A man’s spirit went up to Daramulan when he died. Thunder and the sound of the bullroarer, which mimicked thunder, were believed to be his voice. A likeness of Daramulan, carved on a tree at an initiation ceremony, show an anthropomorphic figure with two horns on his head and a large penis. Myths about Daramulan were sacred and were only to be heard by initiated men, although women probably knew something about them too.

Tulugal - the devil

{The following story from Moruya was recorded by Horatio Hale (1846, pp.111-2) during a visit to New South Wales in 1839-40. It is possible that the narrator was interviewed in Sydney}

At the Muruya River the devil is called Tulugal.
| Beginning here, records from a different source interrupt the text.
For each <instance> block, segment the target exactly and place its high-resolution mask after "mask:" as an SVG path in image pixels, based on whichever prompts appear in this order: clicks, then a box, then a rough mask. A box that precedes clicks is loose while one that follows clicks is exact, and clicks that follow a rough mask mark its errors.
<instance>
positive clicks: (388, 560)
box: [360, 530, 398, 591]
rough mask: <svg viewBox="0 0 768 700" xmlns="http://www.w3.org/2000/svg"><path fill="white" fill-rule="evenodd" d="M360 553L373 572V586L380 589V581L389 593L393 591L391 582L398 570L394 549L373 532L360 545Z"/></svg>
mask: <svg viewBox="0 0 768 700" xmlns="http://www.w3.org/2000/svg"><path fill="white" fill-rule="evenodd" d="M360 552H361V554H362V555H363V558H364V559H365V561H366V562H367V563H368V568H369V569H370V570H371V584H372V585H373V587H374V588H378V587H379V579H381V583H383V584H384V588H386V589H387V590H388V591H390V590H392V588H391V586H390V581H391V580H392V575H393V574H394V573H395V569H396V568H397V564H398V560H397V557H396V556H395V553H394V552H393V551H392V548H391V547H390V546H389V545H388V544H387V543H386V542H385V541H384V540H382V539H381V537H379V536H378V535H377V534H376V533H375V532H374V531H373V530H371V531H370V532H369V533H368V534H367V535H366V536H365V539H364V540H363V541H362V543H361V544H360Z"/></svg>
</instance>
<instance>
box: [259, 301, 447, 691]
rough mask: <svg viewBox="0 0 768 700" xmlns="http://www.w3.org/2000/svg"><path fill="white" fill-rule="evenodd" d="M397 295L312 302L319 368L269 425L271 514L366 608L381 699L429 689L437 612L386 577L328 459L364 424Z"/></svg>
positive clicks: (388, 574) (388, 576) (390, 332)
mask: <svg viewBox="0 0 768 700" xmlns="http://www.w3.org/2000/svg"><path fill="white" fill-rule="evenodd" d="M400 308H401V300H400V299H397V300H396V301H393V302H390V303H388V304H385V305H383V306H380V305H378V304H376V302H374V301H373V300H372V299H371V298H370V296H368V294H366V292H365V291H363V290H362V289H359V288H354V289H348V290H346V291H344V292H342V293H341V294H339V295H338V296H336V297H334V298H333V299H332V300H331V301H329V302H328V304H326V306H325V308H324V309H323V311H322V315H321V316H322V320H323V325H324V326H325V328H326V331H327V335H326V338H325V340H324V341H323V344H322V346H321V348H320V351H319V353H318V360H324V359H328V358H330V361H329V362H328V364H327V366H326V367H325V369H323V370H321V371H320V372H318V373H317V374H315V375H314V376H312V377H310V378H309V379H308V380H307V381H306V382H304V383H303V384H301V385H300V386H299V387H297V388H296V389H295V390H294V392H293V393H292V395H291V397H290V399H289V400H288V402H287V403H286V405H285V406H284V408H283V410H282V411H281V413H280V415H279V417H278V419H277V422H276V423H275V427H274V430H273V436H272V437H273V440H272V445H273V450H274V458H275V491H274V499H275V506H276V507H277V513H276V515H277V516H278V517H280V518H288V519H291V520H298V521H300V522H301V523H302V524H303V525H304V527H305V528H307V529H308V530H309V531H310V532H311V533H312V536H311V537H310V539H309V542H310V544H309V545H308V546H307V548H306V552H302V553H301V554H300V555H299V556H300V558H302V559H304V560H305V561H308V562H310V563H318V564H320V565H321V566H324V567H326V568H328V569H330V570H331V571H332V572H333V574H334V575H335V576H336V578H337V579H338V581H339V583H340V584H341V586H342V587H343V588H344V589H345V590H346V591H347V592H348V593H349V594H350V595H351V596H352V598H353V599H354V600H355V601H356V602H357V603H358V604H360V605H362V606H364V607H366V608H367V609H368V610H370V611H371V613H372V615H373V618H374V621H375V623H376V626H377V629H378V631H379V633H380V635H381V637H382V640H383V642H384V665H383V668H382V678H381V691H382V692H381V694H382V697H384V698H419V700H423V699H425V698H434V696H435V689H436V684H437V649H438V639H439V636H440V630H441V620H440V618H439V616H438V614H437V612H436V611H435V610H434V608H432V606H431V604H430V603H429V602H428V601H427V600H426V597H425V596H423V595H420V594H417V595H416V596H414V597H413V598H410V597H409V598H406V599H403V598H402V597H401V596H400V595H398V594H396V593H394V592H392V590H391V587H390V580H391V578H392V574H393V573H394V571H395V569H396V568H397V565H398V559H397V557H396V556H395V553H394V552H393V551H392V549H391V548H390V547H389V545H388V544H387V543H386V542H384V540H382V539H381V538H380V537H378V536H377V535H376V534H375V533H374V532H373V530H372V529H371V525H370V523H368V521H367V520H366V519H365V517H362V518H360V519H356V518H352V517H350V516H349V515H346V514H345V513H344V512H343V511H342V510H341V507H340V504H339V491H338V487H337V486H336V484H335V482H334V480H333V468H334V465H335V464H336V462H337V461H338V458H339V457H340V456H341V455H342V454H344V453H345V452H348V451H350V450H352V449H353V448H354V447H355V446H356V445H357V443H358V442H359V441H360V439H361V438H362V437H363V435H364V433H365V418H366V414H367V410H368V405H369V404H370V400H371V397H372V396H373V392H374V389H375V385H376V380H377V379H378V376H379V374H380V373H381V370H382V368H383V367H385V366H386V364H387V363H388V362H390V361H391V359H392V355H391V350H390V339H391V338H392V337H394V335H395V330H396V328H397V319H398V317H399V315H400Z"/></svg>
He was described to us, by a native, as a black man of great stature, grizzled with age, who has very long legs, so that he soon overtakes a man, but very short arms, which brings the contest nearest an equity. This goblin has a wife who is much like himself, but still more feared, being of a cruel disposition, with a cannibal apatite, especially for young children. It would hardly be worth while to dwell upon these superstitions, but that they seem to characterise so distinctly the people, at once timid, ferocious, and stupid, who have invented them...

Mirrirul â– the Creator

{The following story was recorded by Reverend William Ridley (1878, pp.265-6) from Lizzy Malone, whose mother was a Shoalhaven Aborigine}

They say that "Mirrirual" made all things. Their old men have told them that there is, beyond death, a large tree, on which Mirrirul stands to receive them when they die. The good he takes up to the sky, the bad he sends to another place to be punished.